Cristina Nita-Rotaru

Purdue University CERIAS & Computer Science Department

"Scaling Byzantine Fault-Tolerant Systems to Wide Area Networks"

Friday October 27, 2006 11:00 AM
Location: 3211, EB2 NCSU Centennial Campus
(Visitor parking instructions)

 

Abstract: During the last few years, there has been considerable progress in the design of Byzantine tolerant replication systems. The current state of the art protocols perform very well on small-scale systems that are usually confined to local area networks. However, current solutions employ flat architectures that have limited scalability due to the communication cost and limited availability on WANS due to strong connectivity requirements.

We present the first hierarchical Byzantine tolerant replication architecture suitable to systems that span multiple wide area sites. The architecture confines the effects of any malicious replica to its local site, reduces message complexity of wide area communication, and allows read-only queries to be performed locally within a site for the price of additional hardware.
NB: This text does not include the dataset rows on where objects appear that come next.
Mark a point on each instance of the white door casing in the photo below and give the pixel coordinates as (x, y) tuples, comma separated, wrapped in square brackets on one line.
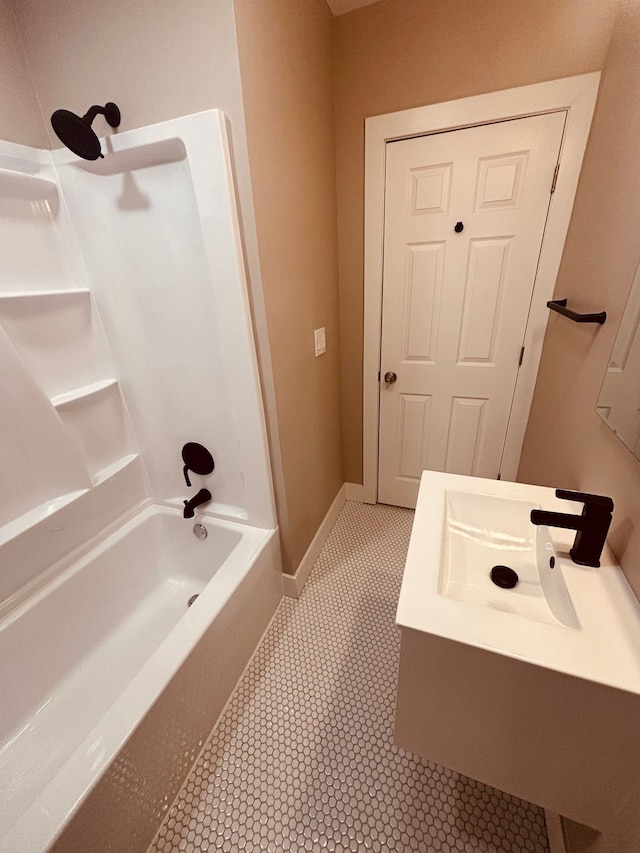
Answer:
[(464, 219), (577, 96)]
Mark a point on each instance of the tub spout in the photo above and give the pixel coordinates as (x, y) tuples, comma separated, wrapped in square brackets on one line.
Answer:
[(202, 497)]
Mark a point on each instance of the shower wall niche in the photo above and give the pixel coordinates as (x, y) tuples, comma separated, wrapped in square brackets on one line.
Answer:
[(125, 332), (66, 471)]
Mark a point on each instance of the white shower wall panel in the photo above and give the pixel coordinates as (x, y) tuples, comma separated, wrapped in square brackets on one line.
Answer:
[(157, 226)]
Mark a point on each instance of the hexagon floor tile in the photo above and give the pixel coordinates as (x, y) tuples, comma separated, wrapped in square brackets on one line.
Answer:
[(303, 758)]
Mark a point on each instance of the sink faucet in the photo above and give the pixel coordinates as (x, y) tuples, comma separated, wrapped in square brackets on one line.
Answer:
[(592, 526), (202, 497)]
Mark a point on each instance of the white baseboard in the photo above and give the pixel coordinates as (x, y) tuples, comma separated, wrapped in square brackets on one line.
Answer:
[(354, 492), (555, 833), (293, 584)]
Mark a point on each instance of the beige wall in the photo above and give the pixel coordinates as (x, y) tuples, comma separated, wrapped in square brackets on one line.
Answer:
[(567, 444), (285, 61), (20, 117), (399, 54)]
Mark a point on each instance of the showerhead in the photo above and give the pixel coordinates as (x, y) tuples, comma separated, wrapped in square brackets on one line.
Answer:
[(76, 132)]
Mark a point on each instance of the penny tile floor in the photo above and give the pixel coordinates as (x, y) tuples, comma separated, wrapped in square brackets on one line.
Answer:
[(303, 757)]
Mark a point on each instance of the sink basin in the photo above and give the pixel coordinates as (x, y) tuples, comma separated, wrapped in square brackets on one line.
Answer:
[(484, 531), (533, 689)]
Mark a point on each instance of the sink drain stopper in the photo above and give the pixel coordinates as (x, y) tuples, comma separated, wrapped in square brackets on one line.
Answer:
[(504, 577)]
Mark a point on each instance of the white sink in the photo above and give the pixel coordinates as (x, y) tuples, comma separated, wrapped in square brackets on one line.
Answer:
[(485, 531), (534, 690)]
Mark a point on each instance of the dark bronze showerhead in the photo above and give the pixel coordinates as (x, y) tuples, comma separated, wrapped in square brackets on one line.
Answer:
[(76, 132)]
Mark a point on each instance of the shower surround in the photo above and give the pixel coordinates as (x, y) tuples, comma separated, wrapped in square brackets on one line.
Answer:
[(125, 333)]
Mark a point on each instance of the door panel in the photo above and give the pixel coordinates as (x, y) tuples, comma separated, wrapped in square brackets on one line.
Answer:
[(464, 219)]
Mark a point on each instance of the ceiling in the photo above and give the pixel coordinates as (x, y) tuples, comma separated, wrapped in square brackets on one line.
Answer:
[(340, 7)]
A prototype implementation is evaluated over several network topologies and is compared with a flat Byzantine tolerant approach.

Short Bio: Cristina Nita-Rotaru is an Assistant Professor in the Department of Computer Sciences and a member of CERIAS (Center for Education and Research in Information Assurance and Security) at Purdue University. She joined Purdue in 2003, and established the Dependable and Secure Distributed Systems Laboratory (DS^2, http://projects.cerias.purdue.edu/ds2/). She is a recipient of NSF CAREER Award.

Her work is funded by the Center for Education and Research in Information Security and Assurance (CERIAS), by the Defense Advanced Research Projects Agency (DARPA), and by the National Science Foundation (NSF).